Çankırı’nın göbeğinde, Çankırı Lisesi’nin bulunduğu bölgedeki Atatürk Bulvarı’nın Bademlik Camii’ne kadar olan uzantısı ile Org. İsmail Hakkı Karadayı Bulvarı’nın kesiştiği kavşak yanında demiryolu hemzemin geçidinin bulunması, bununla kalsa iyi, Hancı Emir sokak, İsfendiyar sokağın da eklenmesi ile özellikle sabah ve akşam saatlerinde sıkışan trafik tahammül sınırlarını zorluyor.
Trafiğin durduğu, bazı araçların kontak kapatmak zorunda kaldığı metrelerce uzayıp giden araç kuyruğundaki şoförler için çile dakikaları başlamaya görsün. Yakıt israfı, zaman kaybı, doğan stres çekilir gibi değil.
Geriye doğru 10’lu, 20‘li yıllardan 30‘lu yıllara kadar dayanan sorunu öngören babayiğit/babayiğitler çıkmayınca yara bu günlere kadar geldi.
Bu dönemlerde görev alan seçilen/ atananların hürmet, saygı, muhabbet dolu duygularla kulaklarına bir şeylerin fısıldadığından haberleri var mıdır acaba?
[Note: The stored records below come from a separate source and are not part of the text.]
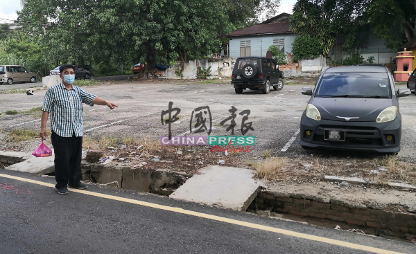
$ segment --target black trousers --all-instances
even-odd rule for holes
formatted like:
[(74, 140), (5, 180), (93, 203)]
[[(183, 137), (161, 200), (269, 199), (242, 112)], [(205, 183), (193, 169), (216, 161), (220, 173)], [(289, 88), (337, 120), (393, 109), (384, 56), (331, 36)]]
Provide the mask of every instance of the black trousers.
[(83, 178), (83, 137), (73, 132), (71, 138), (64, 138), (52, 131), (51, 140), (55, 150), (55, 187), (59, 190), (68, 184), (77, 185)]

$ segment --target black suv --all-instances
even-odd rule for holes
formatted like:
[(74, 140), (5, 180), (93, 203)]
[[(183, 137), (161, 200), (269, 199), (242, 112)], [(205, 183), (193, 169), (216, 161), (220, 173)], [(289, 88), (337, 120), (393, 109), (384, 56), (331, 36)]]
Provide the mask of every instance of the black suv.
[(232, 71), (231, 84), (236, 93), (242, 93), (243, 89), (261, 89), (264, 94), (270, 91), (270, 84), (275, 90), (281, 90), (284, 86), (283, 72), (279, 71), (276, 62), (268, 57), (239, 57)]

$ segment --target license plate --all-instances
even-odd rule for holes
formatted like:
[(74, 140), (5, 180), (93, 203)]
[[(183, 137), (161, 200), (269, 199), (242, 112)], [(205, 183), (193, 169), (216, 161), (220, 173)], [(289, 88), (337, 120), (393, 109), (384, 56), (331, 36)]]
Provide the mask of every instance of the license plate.
[(345, 141), (345, 131), (325, 129), (324, 139), (325, 140)]

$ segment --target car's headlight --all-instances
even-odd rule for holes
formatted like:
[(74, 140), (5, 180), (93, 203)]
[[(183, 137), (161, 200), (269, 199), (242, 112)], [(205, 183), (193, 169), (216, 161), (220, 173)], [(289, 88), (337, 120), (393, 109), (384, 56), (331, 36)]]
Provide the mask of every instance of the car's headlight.
[(311, 119), (316, 120), (317, 121), (320, 120), (320, 114), (316, 107), (311, 104), (308, 104), (306, 106), (306, 116)]
[(379, 114), (377, 116), (377, 120), (376, 122), (377, 123), (385, 123), (392, 121), (396, 119), (396, 116), (397, 116), (397, 107), (392, 106), (389, 107), (387, 109)]

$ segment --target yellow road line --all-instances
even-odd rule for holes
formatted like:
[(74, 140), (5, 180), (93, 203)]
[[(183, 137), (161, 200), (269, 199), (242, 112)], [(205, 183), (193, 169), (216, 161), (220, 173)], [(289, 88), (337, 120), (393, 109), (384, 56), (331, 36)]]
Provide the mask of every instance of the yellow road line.
[[(51, 184), (51, 183), (44, 183), (44, 182), (42, 182), (40, 181), (27, 179), (25, 178), (17, 177), (17, 176), (9, 176), (7, 174), (0, 174), (0, 177), (8, 178), (8, 179), (11, 179), (24, 181), (26, 183), (31, 183), (38, 184), (38, 185), (44, 185), (44, 186), (46, 186), (46, 187), (55, 188), (55, 185)], [(191, 211), (189, 210), (184, 210), (184, 209), (179, 208), (174, 208), (174, 207), (170, 207), (170, 206), (166, 206), (158, 205), (156, 203), (144, 202), (144, 201), (138, 201), (138, 200), (126, 199), (126, 198), (116, 197), (116, 196), (107, 195), (105, 194), (93, 192), (83, 190), (71, 189), (71, 191), (73, 192), (78, 192), (78, 193), (90, 195), (90, 196), (98, 197), (101, 197), (103, 199), (116, 200), (119, 201), (122, 201), (122, 202), (125, 202), (125, 203), (135, 203), (137, 205), (151, 207), (151, 208), (155, 208), (155, 209), (164, 210), (166, 211), (179, 212), (179, 213), (182, 213), (184, 215), (188, 215), (199, 217), (205, 218), (205, 219), (213, 219), (213, 220), (218, 221), (223, 221), (223, 222), (229, 223), (231, 224), (245, 226), (247, 228), (252, 228), (260, 229), (260, 230), (265, 230), (265, 231), (274, 232), (274, 233), (277, 233), (279, 234), (283, 234), (283, 235), (293, 236), (295, 237), (299, 237), (299, 238), (307, 239), (309, 240), (312, 240), (312, 241), (324, 242), (324, 243), (329, 244), (338, 245), (340, 246), (354, 248), (354, 249), (356, 249), (356, 250), (370, 251), (370, 252), (372, 252), (374, 253), (403, 254), (403, 253), (395, 252), (395, 251), (386, 251), (386, 250), (383, 250), (381, 248), (369, 247), (369, 246), (356, 244), (352, 244), (352, 243), (347, 242), (334, 240), (333, 239), (325, 238), (325, 237), (318, 237), (318, 236), (312, 235), (303, 234), (301, 233), (293, 232), (293, 231), (287, 230), (285, 229), (276, 228), (273, 228), (273, 227), (270, 227), (270, 226), (256, 224), (254, 223), (250, 223), (250, 222), (239, 221), (236, 219), (225, 218), (225, 217), (222, 217), (220, 216), (211, 215), (207, 215), (205, 213), (198, 212), (193, 212), (193, 211)]]

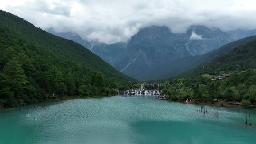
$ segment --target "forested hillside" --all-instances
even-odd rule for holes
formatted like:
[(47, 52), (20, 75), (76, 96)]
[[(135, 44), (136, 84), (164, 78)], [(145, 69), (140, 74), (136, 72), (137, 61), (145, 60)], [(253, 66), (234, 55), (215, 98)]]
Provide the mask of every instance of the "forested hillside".
[[(228, 53), (234, 48), (255, 40), (256, 36), (251, 36), (228, 43), (218, 49), (201, 56), (192, 56), (175, 60), (166, 66), (155, 70), (153, 72), (154, 74), (146, 75), (145, 77), (147, 80), (159, 80), (175, 77), (179, 74), (195, 69), (200, 65), (210, 63), (215, 58)], [(187, 73), (190, 73), (191, 72)]]
[(84, 47), (0, 11), (0, 107), (42, 101), (54, 94), (115, 94), (135, 81)]
[(188, 75), (214, 74), (219, 72), (242, 71), (256, 68), (256, 40), (233, 49), (226, 54), (217, 57), (210, 63), (195, 69)]

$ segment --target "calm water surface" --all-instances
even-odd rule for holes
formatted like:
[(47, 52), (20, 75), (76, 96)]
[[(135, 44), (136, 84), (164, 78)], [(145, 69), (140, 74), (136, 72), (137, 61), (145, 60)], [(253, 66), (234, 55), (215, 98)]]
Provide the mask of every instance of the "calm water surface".
[[(244, 109), (118, 96), (0, 111), (0, 144), (256, 144)], [(216, 117), (216, 111), (219, 117)]]

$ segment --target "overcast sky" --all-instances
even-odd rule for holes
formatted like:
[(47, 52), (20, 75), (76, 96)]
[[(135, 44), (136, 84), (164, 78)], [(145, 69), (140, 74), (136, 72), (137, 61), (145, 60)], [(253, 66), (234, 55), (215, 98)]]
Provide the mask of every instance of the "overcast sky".
[(254, 0), (0, 0), (0, 9), (36, 26), (107, 43), (153, 25), (182, 32), (191, 25), (256, 29)]

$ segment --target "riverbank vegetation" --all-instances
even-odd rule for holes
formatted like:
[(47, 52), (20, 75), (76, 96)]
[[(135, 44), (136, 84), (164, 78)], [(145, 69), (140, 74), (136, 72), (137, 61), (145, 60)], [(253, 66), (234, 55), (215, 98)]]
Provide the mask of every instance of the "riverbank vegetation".
[[(216, 74), (223, 74), (224, 72)], [(174, 79), (161, 85), (163, 94), (169, 95), (170, 100), (195, 102), (222, 100), (242, 104), (247, 108), (248, 102), (255, 105), (256, 69), (230, 72), (225, 79), (214, 79), (218, 75), (203, 74), (194, 77)]]
[(73, 41), (0, 11), (0, 107), (114, 95), (136, 80)]

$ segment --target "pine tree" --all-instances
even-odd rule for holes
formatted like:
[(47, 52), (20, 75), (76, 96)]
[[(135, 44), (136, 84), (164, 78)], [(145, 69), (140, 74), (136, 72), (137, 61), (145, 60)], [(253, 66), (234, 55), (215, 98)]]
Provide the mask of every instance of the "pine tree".
[(13, 93), (15, 101), (12, 103), (14, 105), (17, 100), (19, 99), (19, 105), (22, 102), (22, 95), (25, 85), (28, 82), (21, 65), (18, 63), (18, 59), (14, 58), (4, 67), (3, 73), (7, 76), (9, 88)]

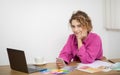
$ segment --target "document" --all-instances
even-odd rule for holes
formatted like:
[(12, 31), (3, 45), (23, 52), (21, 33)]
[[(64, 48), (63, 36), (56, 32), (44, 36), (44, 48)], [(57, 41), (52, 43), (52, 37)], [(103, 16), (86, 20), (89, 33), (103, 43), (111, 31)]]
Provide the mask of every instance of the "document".
[(110, 71), (111, 66), (112, 63), (96, 60), (95, 62), (90, 64), (79, 63), (77, 69), (89, 73), (95, 73), (99, 71)]

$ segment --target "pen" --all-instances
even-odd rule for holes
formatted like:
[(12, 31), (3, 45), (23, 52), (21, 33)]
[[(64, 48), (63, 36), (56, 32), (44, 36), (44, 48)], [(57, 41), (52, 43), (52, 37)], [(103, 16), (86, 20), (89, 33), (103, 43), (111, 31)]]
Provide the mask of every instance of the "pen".
[(110, 63), (113, 63), (113, 64), (115, 63), (115, 62), (114, 62), (114, 61), (112, 61), (112, 60), (108, 60), (108, 61), (109, 61)]

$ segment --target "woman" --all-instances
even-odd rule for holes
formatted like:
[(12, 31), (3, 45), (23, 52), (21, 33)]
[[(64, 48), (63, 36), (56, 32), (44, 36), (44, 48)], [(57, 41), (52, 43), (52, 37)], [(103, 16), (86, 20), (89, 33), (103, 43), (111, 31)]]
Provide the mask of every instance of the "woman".
[[(59, 54), (66, 64), (71, 61), (92, 63), (103, 57), (102, 41), (99, 35), (91, 32), (92, 22), (90, 17), (83, 11), (72, 14), (69, 20), (73, 34), (70, 34), (65, 46)], [(56, 60), (59, 68), (64, 64)]]

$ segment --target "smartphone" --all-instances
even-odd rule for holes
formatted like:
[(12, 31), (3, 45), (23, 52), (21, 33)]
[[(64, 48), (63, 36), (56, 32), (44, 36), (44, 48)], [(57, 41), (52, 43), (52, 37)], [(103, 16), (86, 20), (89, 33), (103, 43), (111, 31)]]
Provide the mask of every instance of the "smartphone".
[(57, 59), (57, 62), (63, 63), (63, 65), (66, 66), (66, 64), (62, 58), (56, 58), (56, 59)]

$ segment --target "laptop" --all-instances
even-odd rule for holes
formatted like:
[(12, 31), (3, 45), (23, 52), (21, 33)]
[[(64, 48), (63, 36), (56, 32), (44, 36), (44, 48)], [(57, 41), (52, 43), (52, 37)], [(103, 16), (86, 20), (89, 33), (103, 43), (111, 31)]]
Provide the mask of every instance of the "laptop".
[(13, 70), (25, 73), (33, 73), (45, 69), (35, 65), (28, 65), (26, 62), (25, 53), (22, 50), (7, 48), (7, 53), (10, 67)]

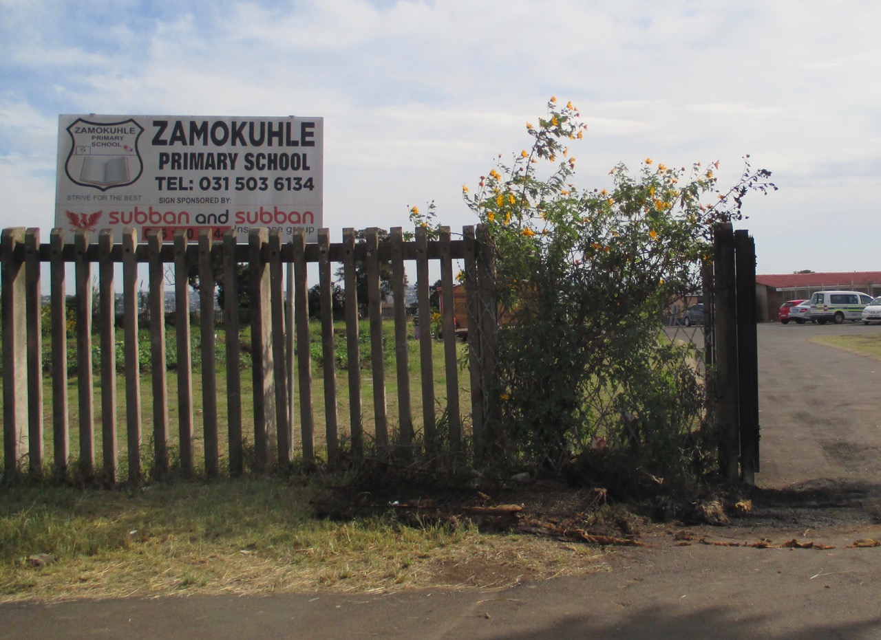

Evet; Enerji üretecek, tarım ve hayvancılığa hız kazandıracak, gerektiğinde içme suyu olarak kullanılmaya elverişli, faydası Çankırı, Çorum ve Kastamonu’ya uzanan Devrez Kızlaryolu Hasan Zuhuri Sarıkaya Barajı’nın önemini kimse tartışmıyor. Hayalleri süsleyen yatırımla öğünmek yerden göğe kadar hakları da, ötelenen kronik kavşak hakkında ne düşünüldüğünü insan merak etmeden duramıyor. Nereye kadar?..
Bugün de gelecekte de yaşamaktan mutlu olunan, seçimle gurur duyulan, hayatı kolaylaştıran, her şeye rahatlıkla ulaşabilen, çok değil küçük dokunuşların olduğu akıllı bir şehir isteniyor. Çok mu?.. Hakkı yok mu?..
Geçtiğimiz günlerde yazdım; “ Uydu kent, çevre yolu, hastane vb sizin olsun ben 1074 Çankırıspor’u istiyorum” diye…
Bugün de “Baraj da sizin olsun, ben nefes alacağım kavşak istiyorum.”